YT2095 Posted January 15, 2006 Author Posted January 15, 2006 this is going WAY Off Topic ! my question is this, If you recon that the exact same happens in the Anti-matter "World", what would occur when 2 neutrinos mets met in an anti-matter anihilation if each had a phase variance?
swansont Posted January 15, 2006 Posted January 15, 2006 Neutrinos only interact via the weak force, which is very short ranged, so I don't think it's easy to study in the lab. I think the reaction happens in some extreme stellar environments, though, and you can get other particle/antiparticle pairs (depending on energy) or a pair of photons. Not sure what you mean by phase variance in this context.
insane_alien Posted January 15, 2006 Posted January 15, 2006 I think he means the something like the matter neutrino is in the muon state and the animatter electron is in the anti-tau state. if this were the case i would imagine that they would not annihilate. Just looked up the masses of neutrinos. they all have different masses so am i right in thinking that they speed up an slow down as they change states?
YT2095 Posted January 16, 2006 Author Posted January 16, 2006 IA, that`s exactly what I meant would there be any charge/parity differences between say a Muon neutrino and say an antimatter Tau neutrino? if both matter and anti-matter particles are in the same oscillation phase, 2 x electron or Tau or muon, then I should imagine the anihilation to be complete, but with a phase difference of state what would happen? edit: I just found this: http://physics.bu.edu/ATLAS/guide/anti-matter.html if you look at the chart it`ll show a few examples, but what I want to know is the Neutrino version of this when it meets an Anti-Neutrino. and more specificly if their particle osscilations are out of phase (one Muon and one Tau for instance). what`s the result? I`m guessing there would 3 different results with this combination of 1,2 1,3 and 2,3 neutrino types, possibly 6 with reversal of matter anti-matter combos.
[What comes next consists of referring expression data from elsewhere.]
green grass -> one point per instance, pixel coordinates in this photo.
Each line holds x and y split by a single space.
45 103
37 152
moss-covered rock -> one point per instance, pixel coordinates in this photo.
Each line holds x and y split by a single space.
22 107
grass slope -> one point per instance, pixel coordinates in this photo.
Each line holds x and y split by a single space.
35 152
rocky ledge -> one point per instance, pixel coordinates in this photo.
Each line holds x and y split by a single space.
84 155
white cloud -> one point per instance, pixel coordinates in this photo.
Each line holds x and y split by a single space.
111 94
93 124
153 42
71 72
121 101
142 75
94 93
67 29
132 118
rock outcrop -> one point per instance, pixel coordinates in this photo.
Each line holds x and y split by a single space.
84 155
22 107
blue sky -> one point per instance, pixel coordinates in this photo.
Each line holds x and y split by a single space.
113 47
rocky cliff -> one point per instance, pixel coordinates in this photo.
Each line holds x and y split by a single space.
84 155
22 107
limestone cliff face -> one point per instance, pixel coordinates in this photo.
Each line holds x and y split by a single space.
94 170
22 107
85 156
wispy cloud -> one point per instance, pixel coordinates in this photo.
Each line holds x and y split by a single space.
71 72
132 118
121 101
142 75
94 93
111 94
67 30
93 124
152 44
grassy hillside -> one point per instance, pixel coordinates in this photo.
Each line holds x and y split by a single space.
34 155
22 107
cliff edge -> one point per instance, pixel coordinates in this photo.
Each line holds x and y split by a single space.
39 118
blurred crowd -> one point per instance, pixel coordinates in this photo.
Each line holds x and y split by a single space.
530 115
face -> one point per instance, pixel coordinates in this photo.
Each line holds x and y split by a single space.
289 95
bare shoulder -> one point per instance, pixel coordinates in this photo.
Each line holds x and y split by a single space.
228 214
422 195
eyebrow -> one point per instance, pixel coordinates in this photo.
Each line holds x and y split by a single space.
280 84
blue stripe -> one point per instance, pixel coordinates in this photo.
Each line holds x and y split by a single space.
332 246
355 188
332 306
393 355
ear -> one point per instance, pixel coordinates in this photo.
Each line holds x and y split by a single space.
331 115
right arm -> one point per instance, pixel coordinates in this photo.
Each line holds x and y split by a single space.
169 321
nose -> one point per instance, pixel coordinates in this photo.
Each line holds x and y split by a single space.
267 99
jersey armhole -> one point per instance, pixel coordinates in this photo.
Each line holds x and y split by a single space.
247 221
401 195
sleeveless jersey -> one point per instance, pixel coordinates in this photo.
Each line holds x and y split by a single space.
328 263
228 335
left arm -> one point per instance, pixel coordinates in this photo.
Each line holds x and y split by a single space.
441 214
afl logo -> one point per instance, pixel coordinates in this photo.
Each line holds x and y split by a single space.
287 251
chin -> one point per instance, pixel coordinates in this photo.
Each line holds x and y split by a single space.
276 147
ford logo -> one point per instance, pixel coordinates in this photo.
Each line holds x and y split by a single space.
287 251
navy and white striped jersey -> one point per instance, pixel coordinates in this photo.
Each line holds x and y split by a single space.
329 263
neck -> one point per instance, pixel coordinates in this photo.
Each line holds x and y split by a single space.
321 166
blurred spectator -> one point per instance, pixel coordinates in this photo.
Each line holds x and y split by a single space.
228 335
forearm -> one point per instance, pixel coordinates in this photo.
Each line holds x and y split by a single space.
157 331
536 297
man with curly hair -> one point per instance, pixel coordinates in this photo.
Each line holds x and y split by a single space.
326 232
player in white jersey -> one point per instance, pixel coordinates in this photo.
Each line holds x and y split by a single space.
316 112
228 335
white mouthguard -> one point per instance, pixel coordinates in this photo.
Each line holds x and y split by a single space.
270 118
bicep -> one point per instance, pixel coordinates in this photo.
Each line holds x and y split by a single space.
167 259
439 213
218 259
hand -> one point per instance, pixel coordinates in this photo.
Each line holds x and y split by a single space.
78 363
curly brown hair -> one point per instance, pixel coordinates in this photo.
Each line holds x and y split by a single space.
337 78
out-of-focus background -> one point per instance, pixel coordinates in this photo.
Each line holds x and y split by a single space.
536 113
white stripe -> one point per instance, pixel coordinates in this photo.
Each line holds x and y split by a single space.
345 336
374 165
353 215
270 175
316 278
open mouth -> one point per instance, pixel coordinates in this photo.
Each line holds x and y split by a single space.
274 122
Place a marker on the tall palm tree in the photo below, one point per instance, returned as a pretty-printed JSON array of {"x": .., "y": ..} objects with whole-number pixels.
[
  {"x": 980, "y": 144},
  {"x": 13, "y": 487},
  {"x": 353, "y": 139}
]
Severian Posted January 17, 2006 Posted January 17, 2006 They would, or rather could, still annihilate as long as they are not orthogonal. The vertex where they annihilate would project the 'mass eigenstate' (a state of definite mass in which the neutrino propagates) onto the 'flavor eigenstate' which is either electron, muon or tau neutrino. If neutrino 1 is 100% electron-neutrino and neutrino 2 is 100% muon-neutrino, then they would not be able to annihilate. But if neutrino 1 is a fraction x of electron-neutrino and neutrino 2 is a fraction y of muon-neutrino, then the probability of annihilation would be x2y2 times the probability of two pure electron-nuetrinos annihilating. (The probabilities come about because it is quantum mechanical. The interaction vertex is like a measurement in that it collapses the neutrinos into definite flavour states. If it is in a state of 100% e-neutrino then it can't collapse any further, but if it is 50% electron and 50% muon neutrinos, then 50% of the time it will collapse into a pure electron neutrino and 50% of the time inot a pur muon neutrino.)